Safe, sanitized Bash examples for planning and executing a GPFS / IBM Spectrum Scale filesystem expansion. The scripts are written as readable operational examples for a Linux Infrastructure Engineer: conservative defaults, clear validation, dry-run behavior, and explicit operator confirmation before changes.
These scripts are examples. Exact GPFS commands, flags, quorum practices, failure-group design, and storage naming standards vary by Spectrum Scale version and site policy.
- **Cluster** - the Spectrum Scale administrative domain containing the nodes, daemon configuration, quorum policy, filesystems, and NSDs.
- **Node** - a server participating in the GPFS cluster. Nodes may be clients, NSD servers, quorum nodes, manager-capable nodes, or a mix of roles.
- **Quorum** - the voting mechanism that protects the cluster from split-brain conditions. Expansion work should not proceed during quorum instability.
- **Filesystem** - the GPFS namespace and data layout presented to clients, backed by one or more NSDs.
- **NSD** - Network Shared Disk, the GPFS abstraction for a disk or LUN that is served to the cluster.
- **Failure group** - a placement hint that tells GPFS which disks share a failure domain, such as an enclosure, rack, site, controller pair, or storage array.
- **Storage pool** - a named pool of NSDs used for placement and lifecycle policy, commonly `system` plus optional data pools.
- **Restripe/rebalance** - the operation that redistributes data after disks are added.

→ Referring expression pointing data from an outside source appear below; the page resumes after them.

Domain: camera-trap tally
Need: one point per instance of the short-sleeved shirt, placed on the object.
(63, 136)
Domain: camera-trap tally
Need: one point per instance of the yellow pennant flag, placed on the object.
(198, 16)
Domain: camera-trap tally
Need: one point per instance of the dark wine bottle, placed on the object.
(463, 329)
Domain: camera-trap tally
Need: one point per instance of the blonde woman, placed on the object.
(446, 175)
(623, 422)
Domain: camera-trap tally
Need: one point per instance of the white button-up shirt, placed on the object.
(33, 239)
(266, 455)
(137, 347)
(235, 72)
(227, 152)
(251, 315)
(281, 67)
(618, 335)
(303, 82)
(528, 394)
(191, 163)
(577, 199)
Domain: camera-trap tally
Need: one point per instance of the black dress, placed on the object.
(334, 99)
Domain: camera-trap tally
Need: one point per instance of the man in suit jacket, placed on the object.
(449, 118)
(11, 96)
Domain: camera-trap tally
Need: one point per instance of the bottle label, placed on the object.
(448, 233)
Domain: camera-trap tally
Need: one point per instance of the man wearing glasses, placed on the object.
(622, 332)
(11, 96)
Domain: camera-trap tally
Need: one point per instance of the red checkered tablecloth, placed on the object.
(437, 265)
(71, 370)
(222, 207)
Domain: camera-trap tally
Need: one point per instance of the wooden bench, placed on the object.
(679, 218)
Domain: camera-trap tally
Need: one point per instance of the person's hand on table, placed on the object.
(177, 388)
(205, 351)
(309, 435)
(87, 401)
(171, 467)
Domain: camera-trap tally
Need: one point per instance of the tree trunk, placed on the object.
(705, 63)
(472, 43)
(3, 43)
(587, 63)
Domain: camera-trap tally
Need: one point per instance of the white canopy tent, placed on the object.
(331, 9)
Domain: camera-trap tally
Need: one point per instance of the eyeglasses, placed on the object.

It can be I/O intensive and should run only in an approved change window.
## Required Tools
Common GPFS / Spectrum Scale tools expected in production include:
-`mmgetstate`
-`mmlscluster`
-`mmlsfs`
-`mmlsdisk`
-`mmlsnsd`
-`mmcrnsd`
-`mmadddisk`
-`mmrestripefs`
The toolkit also uses common Linux tools such as `df`, `lsblk`, `findmnt`, `journalctl`, and `dmesg` where available. Missing optional commands are reported as `WARNING` and skipped.
## Safety Model
- Default mode is dry-run.
- Real GPFS modifications require `--execute`.
- Destructive or high-impact steps also prompt for `EXECUTE`.

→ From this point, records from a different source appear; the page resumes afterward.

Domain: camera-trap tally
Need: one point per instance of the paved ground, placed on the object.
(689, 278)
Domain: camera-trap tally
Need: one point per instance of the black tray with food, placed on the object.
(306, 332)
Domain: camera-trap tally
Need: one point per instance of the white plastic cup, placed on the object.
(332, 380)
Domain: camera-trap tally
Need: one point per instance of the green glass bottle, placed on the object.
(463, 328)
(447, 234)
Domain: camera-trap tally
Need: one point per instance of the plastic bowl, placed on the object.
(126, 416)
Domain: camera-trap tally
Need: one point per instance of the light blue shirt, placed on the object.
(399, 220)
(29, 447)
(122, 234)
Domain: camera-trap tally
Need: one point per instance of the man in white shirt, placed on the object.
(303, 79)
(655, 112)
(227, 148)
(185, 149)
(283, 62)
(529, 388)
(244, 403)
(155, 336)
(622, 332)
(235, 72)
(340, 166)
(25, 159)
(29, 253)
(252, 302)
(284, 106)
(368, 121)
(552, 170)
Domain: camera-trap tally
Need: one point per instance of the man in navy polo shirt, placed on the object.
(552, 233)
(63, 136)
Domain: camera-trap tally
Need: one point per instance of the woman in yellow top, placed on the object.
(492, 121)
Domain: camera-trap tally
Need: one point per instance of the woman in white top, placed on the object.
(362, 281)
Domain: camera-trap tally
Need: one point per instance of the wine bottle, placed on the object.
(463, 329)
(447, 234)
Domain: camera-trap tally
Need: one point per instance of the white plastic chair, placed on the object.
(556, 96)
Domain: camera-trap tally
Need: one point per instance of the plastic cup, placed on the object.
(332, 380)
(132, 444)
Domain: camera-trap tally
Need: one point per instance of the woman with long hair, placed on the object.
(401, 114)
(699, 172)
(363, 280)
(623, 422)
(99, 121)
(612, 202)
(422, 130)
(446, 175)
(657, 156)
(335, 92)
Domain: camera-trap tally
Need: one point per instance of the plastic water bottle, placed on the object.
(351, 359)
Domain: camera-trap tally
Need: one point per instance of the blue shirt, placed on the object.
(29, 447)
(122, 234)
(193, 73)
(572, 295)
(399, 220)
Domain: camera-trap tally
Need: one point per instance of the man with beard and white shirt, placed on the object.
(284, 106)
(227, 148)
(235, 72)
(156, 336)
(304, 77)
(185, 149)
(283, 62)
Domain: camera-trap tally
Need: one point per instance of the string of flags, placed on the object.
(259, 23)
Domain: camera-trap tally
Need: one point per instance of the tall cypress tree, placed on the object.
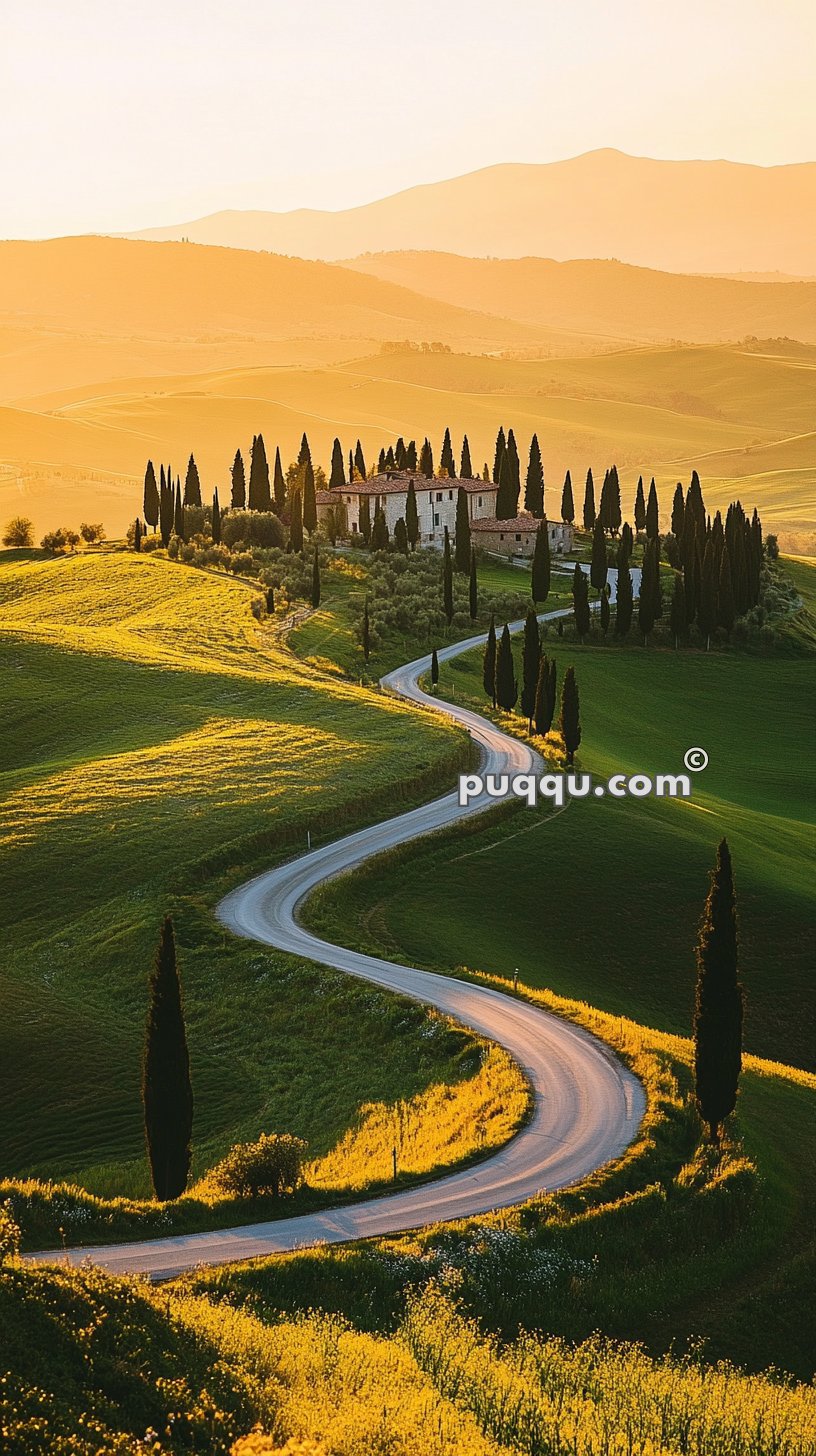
(678, 612)
(426, 459)
(260, 495)
(640, 507)
(462, 546)
(238, 492)
(316, 580)
(448, 580)
(506, 686)
(309, 503)
(534, 485)
(589, 503)
(719, 1003)
(337, 476)
(570, 715)
(279, 484)
(446, 459)
(488, 663)
(296, 523)
(150, 497)
(567, 503)
(474, 588)
(580, 602)
(411, 516)
(598, 570)
(652, 513)
(166, 1089)
(499, 455)
(191, 484)
(541, 565)
(504, 497)
(531, 658)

- Disk detection is read-only and never partitions, formats, wipes, or modifies devices.
- Device selection must always be confirmed with the storage team and cluster owners.
- The scripts do not assume production disk names.
Output uses a consistent status format:
-`OK`
-`WARNING`
-`CRITICAL`
Exit codes:
-`0` - OK
-`1` - operational validation failure
-`2` - invalid input or missing requirement
## Scripts
-`00_env.sh` - shared configuration and helper functions.
Review the generated stanza with the storage and cluster teams. Confirm device identity, LUN masking, multipath naming, failure group placement, and site standards before continuing.